How to find polynomial roots correctly?

7
votes

Consider a polynomial such as:

p = [1 -9 27 -27];

obviously the real root is 3:

polyval(p,3)

0

While using the roots function 

q = roots([1 -9 27 -27]);

with format short:

q =

   3.0000 + 0.0000i
   3.0000 + 0.0000i
   3.0000 - 0.0000i

and to check if the the roots are real:

bsxfun(@eq,ones(size(q)),isreal(q))

0
0
0

And even worse with format long I get:

roots([1 -9 27 -27])

ans =

  3.000019414068325 + 0.000000000000000i
  2.999990292965843 + 0.000016813349886i
  2.999990292965843 - 0.000016813349886i

How can I calculate roots of a polynomial correctly?

3
matlabpolynomials
Minor note: your check to see if the roots are real is not correct. isreal(q) gives false if the array q is complex. But some entries may have zero imaginary part. In fact, isreal(q) gives false, whereas for x = q(:).', isreal(x), end gives true, false, false. The first entry of q is real, the others are not, and q as a whole is not real - Luis Mendo

3 Answers

6
votes

You may have to work symbolically. You need the Symbolic Math Toolbox for that.

  1. Define the polynomial as a symbolic function. You can (a) use poly2sym to generate the symbolic polynomial from its coefficients.
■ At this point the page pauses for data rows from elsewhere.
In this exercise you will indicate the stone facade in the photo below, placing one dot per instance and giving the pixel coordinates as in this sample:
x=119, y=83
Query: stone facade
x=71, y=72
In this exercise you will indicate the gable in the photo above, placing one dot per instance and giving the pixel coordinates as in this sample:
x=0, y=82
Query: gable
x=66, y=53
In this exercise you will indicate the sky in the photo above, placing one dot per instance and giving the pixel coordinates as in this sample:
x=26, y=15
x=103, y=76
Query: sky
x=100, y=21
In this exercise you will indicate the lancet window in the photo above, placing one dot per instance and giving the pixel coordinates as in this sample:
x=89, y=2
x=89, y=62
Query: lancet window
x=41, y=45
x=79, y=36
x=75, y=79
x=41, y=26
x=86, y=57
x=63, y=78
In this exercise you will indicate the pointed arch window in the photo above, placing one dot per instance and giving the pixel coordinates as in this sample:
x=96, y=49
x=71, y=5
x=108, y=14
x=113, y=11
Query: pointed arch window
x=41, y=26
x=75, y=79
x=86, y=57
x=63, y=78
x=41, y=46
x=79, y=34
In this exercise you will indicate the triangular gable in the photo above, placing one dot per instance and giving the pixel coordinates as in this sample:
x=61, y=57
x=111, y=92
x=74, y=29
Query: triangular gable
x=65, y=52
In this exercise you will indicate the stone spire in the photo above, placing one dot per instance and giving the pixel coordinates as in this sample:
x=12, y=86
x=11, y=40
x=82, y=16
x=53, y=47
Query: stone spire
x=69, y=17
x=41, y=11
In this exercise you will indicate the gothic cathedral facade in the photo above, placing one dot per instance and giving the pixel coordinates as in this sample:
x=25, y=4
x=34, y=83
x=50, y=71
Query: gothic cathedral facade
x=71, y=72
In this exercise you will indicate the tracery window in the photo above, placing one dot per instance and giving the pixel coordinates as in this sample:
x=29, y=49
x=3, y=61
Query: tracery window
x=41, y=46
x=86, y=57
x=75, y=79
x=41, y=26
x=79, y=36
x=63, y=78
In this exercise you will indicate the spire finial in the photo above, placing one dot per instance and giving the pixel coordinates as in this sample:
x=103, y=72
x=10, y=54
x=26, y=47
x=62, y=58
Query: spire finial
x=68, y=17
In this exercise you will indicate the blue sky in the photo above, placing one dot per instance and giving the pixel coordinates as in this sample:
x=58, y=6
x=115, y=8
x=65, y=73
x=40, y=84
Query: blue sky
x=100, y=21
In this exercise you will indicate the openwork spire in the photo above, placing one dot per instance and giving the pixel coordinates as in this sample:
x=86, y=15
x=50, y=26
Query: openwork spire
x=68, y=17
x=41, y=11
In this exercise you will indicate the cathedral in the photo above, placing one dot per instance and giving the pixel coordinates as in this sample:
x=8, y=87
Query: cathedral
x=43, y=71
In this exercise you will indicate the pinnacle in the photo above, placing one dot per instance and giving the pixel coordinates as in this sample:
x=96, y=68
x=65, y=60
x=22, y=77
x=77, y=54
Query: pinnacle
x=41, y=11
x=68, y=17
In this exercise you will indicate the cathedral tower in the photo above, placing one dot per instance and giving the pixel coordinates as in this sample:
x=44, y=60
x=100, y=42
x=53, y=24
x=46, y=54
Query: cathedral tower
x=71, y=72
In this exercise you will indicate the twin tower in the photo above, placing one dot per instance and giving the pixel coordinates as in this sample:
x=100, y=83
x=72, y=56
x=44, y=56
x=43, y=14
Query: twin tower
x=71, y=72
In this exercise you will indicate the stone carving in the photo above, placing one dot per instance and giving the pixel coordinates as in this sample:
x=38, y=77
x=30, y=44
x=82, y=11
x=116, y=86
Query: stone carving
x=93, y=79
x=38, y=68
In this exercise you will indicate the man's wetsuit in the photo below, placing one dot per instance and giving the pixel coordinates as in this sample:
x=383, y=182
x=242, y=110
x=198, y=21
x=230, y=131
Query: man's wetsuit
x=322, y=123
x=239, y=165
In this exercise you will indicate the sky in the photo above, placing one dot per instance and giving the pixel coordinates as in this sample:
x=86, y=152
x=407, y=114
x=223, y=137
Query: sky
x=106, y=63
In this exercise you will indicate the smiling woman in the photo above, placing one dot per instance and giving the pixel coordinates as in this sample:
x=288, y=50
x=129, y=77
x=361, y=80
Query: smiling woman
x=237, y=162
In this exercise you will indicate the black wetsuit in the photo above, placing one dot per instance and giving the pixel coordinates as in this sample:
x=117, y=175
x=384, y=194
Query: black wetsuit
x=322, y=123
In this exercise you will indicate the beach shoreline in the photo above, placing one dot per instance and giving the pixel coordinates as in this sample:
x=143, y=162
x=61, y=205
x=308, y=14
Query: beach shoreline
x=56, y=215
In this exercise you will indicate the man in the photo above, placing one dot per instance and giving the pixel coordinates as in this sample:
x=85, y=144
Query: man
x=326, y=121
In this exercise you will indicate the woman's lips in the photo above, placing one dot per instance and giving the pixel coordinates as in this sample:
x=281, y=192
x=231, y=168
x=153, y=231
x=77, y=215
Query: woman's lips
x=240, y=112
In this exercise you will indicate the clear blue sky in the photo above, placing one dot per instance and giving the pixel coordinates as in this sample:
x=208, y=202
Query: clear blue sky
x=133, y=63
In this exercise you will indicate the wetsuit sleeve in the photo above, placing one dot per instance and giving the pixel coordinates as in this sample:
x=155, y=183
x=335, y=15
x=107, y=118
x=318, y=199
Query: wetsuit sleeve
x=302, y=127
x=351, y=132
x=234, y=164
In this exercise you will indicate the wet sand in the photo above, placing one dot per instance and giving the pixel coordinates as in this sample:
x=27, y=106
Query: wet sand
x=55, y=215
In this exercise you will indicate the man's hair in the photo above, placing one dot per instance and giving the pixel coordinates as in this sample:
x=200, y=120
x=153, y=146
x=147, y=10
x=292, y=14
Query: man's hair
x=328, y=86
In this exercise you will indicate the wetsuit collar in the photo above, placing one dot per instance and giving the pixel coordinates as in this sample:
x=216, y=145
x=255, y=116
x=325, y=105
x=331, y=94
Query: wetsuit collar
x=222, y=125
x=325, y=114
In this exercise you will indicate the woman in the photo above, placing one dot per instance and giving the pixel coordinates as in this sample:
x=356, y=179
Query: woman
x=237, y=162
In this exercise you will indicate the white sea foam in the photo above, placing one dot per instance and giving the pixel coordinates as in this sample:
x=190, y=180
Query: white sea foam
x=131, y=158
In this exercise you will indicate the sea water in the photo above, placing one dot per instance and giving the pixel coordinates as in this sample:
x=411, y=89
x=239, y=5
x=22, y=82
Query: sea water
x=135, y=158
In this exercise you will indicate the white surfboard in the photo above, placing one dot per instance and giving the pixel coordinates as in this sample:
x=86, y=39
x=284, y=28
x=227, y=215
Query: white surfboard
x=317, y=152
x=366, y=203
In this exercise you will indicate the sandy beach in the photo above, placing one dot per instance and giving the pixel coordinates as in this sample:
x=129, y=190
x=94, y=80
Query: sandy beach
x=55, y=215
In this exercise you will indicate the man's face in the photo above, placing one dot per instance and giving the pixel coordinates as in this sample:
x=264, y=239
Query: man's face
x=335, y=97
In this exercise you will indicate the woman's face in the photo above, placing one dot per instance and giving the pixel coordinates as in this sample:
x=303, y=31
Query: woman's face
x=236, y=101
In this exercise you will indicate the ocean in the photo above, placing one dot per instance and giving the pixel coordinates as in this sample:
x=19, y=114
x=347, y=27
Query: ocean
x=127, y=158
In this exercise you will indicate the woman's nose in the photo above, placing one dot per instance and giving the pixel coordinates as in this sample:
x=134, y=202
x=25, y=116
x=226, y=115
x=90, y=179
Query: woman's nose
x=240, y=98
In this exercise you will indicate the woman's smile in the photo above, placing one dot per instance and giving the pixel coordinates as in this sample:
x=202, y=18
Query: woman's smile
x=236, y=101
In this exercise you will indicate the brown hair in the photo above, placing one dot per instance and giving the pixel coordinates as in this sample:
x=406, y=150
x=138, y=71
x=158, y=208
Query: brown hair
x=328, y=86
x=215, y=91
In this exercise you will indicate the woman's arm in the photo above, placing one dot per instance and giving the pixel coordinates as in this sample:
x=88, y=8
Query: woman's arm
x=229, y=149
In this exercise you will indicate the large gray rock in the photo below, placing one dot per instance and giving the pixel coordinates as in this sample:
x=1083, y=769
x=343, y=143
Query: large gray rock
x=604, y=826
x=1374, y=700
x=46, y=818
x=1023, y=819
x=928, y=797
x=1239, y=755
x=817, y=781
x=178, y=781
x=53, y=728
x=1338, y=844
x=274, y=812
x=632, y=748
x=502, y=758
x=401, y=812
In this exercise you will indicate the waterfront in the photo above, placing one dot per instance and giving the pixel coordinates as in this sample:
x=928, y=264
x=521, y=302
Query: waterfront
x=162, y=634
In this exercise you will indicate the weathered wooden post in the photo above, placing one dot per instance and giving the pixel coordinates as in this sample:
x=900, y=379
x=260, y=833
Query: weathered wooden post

Or (b) better yet, define the symbolic function directly using a string. That way you avoid the loss of accuracy that may result from representing the coefficients as double.

  2. Use solve, which symbolically solves algebraic equations.

Code with option (a):

p = [1 -9 27 -27];
ps = poly2sym(p);
rs = solve(ps);

Code with option (b):

ps = sym('x^3-9*x^2+27*x-27');
rs = solve(ps);

In either case, the result is symbolic:

>> rs
rs =
 3
 3
 3

You may want to convert to numeric values using

r = double(rs);

In your example, this gives

>> format long
>> r
r =
     3
     3
     3
5
votes

This is due to floating point inaccuracies. Have a look at this post for details: Is floating point math broken?

One thing you can do is to round off the answer/s upto some decimal places like this:

q = round(roots([1 -9 27 -27]), 4) % rounding off to 4 decimal places
0
votes

This is very specific to your polynomial. In general you have to expect that a root of multiplicity m has a relative floating point error of magnitude mu^(1/m) where mu=1e-15 is the machine precision. In this case the multiplicity is m=3, thus the error in the range of 10^(-5). Which is exactly the scale of the errors in your results.

That this happens here with clear integer coefficients is a result of the method matlab uses, it computes the eigenvalues of the companion matrix, and the eigenvalue algorithm will transform the integer matrix into a proper floating point matrix with corresponding rounding errors in the first step of the algorithm.

Other algorithms have empirical tests for multiplicities and associated clusters of approximative roots and thus are able to correct this error. In this case you could achieve this by replacing each root by the average of the 3 roots.

Mathematically, you have some polynomial 

p(x)=(x-a)^m*q(x)

with a root at x=a of multiplicity m. Due to floating point operations, the solver effectively "sees" a polynomial

p(x)+e(x)

where the coefficients of e(x) have a size that is the magnitude of the coefficients of p times mu. Close to the root a, this perturbed polynomial can be effectively replaced by

(x-a)^m*q(a)+e(a) = 0  <==>  (x-a)^m = -e(a)/q(a)

so that the solutions form an m-pointed regular polygon or star centered at a with radius |e(a)/q(a)|^(1/m) which should be in the region of |a|*mu^(1/m).